Besides being held at gunpoint and stiffed 900 bucks, that's not why our victim, Joshua Ruggles, is livid. He's said the police force didn't take his case seriously, and that he was profiled.

"I came around the corner and the guy behind me put the gun to the back of my head, made my lay on the floor right here," said Joshua Ruggles. "The guy in front of me went through my pockets and took all my stuff out of my pockets.

Joshua Ruggles told Valley News Live he met two men who were an acquaintance of a buddy of his. He was expecting to buy a car from them. Instead Ruggles claims he was lead into an apartment complex through a back door, held at gunpoint and stripped of all possessions besides the clothing on his back...saying the men escaped out the front door.
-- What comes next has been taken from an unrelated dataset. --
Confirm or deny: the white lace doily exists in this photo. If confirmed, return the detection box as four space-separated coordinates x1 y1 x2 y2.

"I just got to give him what he wants," said Ruggles. "I'm either going to live or die after it."

Petrified he didn't hesitate with the requests and handed over 900 bucks, his wallet and cigarettes. Ruggles called 911 around 6:30 p.m. and two Fargo police officers responded. He said police didn't do enough to track down the alleged robbers.

"They went out and looked for the men for about two minutes, came back and they started question me like I was lying, like I was a drug user," said Ruggles. "They kept throwing it in there that this only happens to people when drugs are involved."

"There are certainly some things we'd hoped that would pan out better," said Lt. Vettel spokesperson from the Fargo Police Department. 

Ruggles said he was only carrying a load of cash because, he sold his truck the night before. Fargo Police have a different story and told us a total of five officers, half the force on duty, were assigned to the search and that there is a process in place for search and seizure. 

"I think sometimes there's an expectation were going to have a dozen cops to be able to respond to one location," said Lt. Vettel. "And, unfortunately we just don't have those numbers to do that."

Now, police are looking to build up a case that's strong enough to prosecute. They said that's why it can take several weeks to make an arrest and turn around often isn't as quick as victims would like.

Police believe they will issue a warrant and make an arrest shortly.